L’intellectuel joue-t-il encore un rôle dans une société où l’économie dicte toutes les décisions? Yvon Rivard, dans «Une idée simple», lance la question.
«Mais si l’intellectuel (entendre : tous ceux qui pensent en écrivant, tous ceux qui vont aux choses par le détour des mots, des images et des chiffres) veut vraiment faire son métier qui consiste à découvrir le réel, s’il veut comprendre la complexité du monde, en mesurer l’opacité, épouser le malheur des mortels, il doit se rapprocher de ceux qui sont au fond du baril et du puits étoilé, tous ceux qui, étant exclus du monde par l’injustice, sont pour ainsi dire projetés au-delà, confrontés à l’infini des ténèbres qui les enserrent, condamnés, comme les malades, les pauvres et les agonisants, aux grandes questions dans lesquelles se rencontrent le métaphysique et l’éthique : comment et pourquoi se rendre jusqu’à demain?» (p.10)
Voilà des propos qui ont hanté les penseurs tout au long de l’histoire de l’humanité. De Socrate à Jean-Paul Sartre.
Qui cherche à donner un sens à l’existence par la réflexion et l’écriture, doit tenir compte des démunis pour jouer pleinement son rôle. Il doit se rouler les manches et quitter sa tour d’ivoire.
«Ce n’est pas tomber dans l’anti-intellectualisme populiste que d’affirmer la nécessité pour l’intellectuel de combattre son propre savoir, de l’assujettir constamment, et non pas seulement en temps de crise, à des exigences morales, à l’obligation de porter assistance à autrui.» (p.18)

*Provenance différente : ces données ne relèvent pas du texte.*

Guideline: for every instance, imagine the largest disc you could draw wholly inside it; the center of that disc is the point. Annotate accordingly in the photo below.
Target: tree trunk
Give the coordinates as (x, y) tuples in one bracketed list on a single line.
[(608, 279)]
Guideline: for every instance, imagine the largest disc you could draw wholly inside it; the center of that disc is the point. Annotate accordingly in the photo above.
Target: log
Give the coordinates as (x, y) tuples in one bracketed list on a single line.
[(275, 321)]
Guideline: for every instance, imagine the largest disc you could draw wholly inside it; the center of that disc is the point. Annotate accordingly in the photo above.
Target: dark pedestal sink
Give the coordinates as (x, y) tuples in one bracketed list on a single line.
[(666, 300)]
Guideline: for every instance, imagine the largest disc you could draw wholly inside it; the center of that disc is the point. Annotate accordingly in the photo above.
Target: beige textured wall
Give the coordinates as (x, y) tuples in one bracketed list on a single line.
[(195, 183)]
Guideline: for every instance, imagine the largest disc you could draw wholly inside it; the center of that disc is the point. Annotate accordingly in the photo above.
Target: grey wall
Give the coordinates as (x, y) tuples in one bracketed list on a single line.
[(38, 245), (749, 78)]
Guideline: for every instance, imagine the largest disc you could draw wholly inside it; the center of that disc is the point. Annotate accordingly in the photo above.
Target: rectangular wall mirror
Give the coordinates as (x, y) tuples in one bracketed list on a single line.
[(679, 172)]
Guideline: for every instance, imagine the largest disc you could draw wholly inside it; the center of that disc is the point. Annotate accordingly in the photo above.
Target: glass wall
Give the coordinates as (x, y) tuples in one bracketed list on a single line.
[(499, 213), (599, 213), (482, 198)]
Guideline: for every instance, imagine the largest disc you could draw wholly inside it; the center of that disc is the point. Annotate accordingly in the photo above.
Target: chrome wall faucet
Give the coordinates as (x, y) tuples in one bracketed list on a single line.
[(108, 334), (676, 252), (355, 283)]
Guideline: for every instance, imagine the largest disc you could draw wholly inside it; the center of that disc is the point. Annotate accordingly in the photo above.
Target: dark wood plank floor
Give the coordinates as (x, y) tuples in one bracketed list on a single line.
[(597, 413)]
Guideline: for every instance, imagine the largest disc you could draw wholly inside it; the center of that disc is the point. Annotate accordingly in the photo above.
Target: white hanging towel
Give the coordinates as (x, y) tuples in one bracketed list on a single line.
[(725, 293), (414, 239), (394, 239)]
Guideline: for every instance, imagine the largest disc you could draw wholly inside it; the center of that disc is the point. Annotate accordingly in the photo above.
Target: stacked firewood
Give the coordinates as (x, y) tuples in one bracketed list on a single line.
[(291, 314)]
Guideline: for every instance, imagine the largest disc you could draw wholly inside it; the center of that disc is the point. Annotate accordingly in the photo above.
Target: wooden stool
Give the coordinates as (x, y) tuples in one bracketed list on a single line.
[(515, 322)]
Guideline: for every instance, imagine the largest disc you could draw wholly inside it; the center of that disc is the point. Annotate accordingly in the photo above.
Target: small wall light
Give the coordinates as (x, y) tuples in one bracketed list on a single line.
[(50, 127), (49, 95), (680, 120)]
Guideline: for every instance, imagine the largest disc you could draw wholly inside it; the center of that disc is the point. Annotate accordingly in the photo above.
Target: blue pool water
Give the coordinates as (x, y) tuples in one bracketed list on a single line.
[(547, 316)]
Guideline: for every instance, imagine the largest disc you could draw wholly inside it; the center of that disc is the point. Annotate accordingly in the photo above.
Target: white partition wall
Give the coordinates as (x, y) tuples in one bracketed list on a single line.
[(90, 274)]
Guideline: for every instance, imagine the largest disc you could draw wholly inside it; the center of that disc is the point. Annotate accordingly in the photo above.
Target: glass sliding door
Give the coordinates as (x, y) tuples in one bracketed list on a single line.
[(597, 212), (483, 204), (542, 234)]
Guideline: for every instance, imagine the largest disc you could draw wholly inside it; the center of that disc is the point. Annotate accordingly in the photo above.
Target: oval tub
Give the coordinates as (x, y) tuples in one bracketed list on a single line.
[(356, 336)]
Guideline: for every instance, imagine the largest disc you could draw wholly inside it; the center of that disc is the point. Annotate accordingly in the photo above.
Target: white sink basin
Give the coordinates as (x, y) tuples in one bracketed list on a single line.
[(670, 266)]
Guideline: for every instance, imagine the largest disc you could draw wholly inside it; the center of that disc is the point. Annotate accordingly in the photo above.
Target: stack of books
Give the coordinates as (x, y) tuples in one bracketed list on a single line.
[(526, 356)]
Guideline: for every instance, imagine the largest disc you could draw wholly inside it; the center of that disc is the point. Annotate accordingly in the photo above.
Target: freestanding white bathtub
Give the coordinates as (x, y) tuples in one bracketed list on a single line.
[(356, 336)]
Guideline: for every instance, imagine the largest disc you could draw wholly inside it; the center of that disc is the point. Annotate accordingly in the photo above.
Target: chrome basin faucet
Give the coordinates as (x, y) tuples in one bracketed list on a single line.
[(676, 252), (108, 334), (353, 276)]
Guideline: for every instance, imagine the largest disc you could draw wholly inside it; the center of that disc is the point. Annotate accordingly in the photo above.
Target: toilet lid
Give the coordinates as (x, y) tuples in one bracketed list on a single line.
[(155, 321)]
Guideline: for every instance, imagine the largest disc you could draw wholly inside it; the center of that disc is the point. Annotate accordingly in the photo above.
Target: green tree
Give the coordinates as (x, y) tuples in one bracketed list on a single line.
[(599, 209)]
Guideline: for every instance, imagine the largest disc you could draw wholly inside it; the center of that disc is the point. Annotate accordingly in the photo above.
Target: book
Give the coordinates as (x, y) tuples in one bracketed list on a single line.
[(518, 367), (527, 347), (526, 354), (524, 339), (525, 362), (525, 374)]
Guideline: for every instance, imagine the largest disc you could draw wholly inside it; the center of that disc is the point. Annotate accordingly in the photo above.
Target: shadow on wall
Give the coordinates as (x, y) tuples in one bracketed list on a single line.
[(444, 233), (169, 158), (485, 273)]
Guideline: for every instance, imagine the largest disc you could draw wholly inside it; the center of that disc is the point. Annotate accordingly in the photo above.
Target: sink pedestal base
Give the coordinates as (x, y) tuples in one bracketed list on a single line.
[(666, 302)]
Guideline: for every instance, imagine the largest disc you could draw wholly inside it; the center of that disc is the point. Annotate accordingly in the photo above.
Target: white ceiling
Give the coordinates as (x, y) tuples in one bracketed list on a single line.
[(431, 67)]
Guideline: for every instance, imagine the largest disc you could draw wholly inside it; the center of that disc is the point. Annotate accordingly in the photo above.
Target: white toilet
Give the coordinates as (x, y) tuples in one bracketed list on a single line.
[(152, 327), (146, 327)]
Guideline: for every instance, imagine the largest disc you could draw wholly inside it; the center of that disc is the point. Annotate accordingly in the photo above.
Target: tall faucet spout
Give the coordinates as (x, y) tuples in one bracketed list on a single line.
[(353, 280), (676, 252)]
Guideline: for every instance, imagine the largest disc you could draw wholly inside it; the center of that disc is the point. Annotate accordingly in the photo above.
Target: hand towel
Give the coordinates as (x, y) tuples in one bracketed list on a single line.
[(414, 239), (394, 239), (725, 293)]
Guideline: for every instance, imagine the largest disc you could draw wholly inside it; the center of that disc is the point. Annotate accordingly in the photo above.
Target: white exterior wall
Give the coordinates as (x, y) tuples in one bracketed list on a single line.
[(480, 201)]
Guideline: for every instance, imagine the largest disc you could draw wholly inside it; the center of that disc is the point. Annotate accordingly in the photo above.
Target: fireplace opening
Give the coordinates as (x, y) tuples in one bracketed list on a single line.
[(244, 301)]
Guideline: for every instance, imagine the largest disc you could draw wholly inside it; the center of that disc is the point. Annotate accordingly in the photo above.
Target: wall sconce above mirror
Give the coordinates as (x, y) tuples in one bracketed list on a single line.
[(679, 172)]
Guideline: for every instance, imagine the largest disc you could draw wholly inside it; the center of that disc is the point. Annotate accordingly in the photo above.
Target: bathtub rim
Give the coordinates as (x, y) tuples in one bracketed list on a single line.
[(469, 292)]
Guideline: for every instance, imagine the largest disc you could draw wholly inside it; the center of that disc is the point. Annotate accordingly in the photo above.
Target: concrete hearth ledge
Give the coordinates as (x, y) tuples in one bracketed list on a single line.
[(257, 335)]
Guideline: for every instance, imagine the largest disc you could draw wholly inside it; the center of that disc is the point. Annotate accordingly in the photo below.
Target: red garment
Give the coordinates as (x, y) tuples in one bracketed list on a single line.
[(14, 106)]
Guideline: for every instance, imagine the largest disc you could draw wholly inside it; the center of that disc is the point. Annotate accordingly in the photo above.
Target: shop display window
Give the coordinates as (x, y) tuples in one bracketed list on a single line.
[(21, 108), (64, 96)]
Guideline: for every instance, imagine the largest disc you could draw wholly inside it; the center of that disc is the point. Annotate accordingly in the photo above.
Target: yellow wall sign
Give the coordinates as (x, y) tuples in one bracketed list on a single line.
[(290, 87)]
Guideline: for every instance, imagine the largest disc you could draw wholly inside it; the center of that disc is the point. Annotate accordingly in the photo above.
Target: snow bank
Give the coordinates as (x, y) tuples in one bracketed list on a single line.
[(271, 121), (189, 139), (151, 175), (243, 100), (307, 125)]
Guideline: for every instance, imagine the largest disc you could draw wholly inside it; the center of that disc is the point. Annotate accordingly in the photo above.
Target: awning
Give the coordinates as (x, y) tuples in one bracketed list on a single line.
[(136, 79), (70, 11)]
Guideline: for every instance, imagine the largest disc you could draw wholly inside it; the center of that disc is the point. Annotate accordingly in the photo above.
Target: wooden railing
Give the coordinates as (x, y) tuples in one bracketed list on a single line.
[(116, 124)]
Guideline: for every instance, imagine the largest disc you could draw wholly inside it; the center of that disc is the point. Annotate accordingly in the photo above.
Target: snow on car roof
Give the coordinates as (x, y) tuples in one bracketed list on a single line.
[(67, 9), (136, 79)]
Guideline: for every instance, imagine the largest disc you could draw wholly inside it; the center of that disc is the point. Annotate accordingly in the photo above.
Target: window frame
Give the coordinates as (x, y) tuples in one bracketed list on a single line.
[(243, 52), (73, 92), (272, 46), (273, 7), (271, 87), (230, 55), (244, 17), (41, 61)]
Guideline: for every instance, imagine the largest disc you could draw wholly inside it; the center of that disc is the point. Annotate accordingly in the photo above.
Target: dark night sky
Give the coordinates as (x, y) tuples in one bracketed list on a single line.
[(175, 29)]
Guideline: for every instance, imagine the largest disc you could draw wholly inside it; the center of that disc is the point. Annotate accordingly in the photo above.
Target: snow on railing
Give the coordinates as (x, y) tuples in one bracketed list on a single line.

Rivard ne demande pas à l’intellectuel de se changer en Mère Teresa, mais d’éprouver de la compassion et de l’empathie pour ceux que la société sacrifie souvent.
Vision
Comment «porter assistance à autrui» en écrivant et en combattant son propre savoir?
«C’est, au contraire, avoir de l’intellectuel la vision la plus haute que de lui assigner la tâche la plus difficile, double tâche qui consiste d’abord à se séparer du monde pour acquérir un savoir qui lui permettra de changer le monde ou en tout cas de ne pas accélérer sa destruction, et ensuite qui exige le sacrifice de ce savoir, que celui-ci soit un savoir d’allègement ou d’approfondissement, de création ou d’analyse.» (p.18)
S’isoler du monde pour acquérir des connaissances et se mettre au service des plus humbles plus tard en oubliant les acquis... Un peu étrange.
«Si nous avons un avenir, cet avenir ne peut être que le passé réécrit par ceux qui l’ont quitté et qui le réinventent, et ce passé c’est l’héritage québécois de la pauvreté, l’héritage d’un peuple qui a appris pour le meilleur et pour le pire à se méfier des pouvoirs.» (p.69)
Pas certain que Rivard va faire école avec des idées semblables. Le passé, depuis la Révolution tranquille, nous nous efforçons de le mettre en veilleuse ou de le nier,
Compagnons
Yvon Rivard s’attarde à des écrivains qui ont cherché une petite lumière dans les ténèbres. Virginia Woolf, Peter Handke, Gaston Miron, Gabrielle Roy, Marcel Proust et le cinéaste Bernard Émond. Des créateurs qui ont tenté de surprendre l’étincelle qui embrase une vie et indique une direction.
«Notre travail à tous, que nous soyons ou non peintres ou écrivains, c’est de parvenir à cette autre vie à l’intérieur de notre vie. L’œuvre parfaite, et peut-être n’y parvenons-nous qu’à la mort, serait l’instant où ces deux vies se rejoignent.» (p.136)
Voilà l’aspect le plus intéressant de ce questionnement.
«Si on ne lit pas attentivement et littéralement Gabrielle Roy, on peut penser que toute son œuvre procède de la nostalgie, que « la source vive de sa vie », comme celle de Martha, c’est son enfance, sa vie avant l’écriture, avant l’exil. Il me semble, au contraire, que cette œuvre vit de et dans l’instant où l’on peut reconnaître le passé, bien sûr, mais où surtout s’opère le recommencement perpétuel du monde, « une sorte d’enfance éternelle de la création.» (p.138)
Des textes exigeants qui soulèvent nombre de questions sans nécessairement fournir les réponses. «Une idée simple» s’avère particulièrement complexe. Le lecteur ne trouvera chez Rivard aucune certitude, mais une direction, un regard empathique sur le monde et les vivants. De quoi occuper nombre de jours et bien des nuits.
«Une idée simple» d’Yvon Rivard, aux Éditions du Boréal.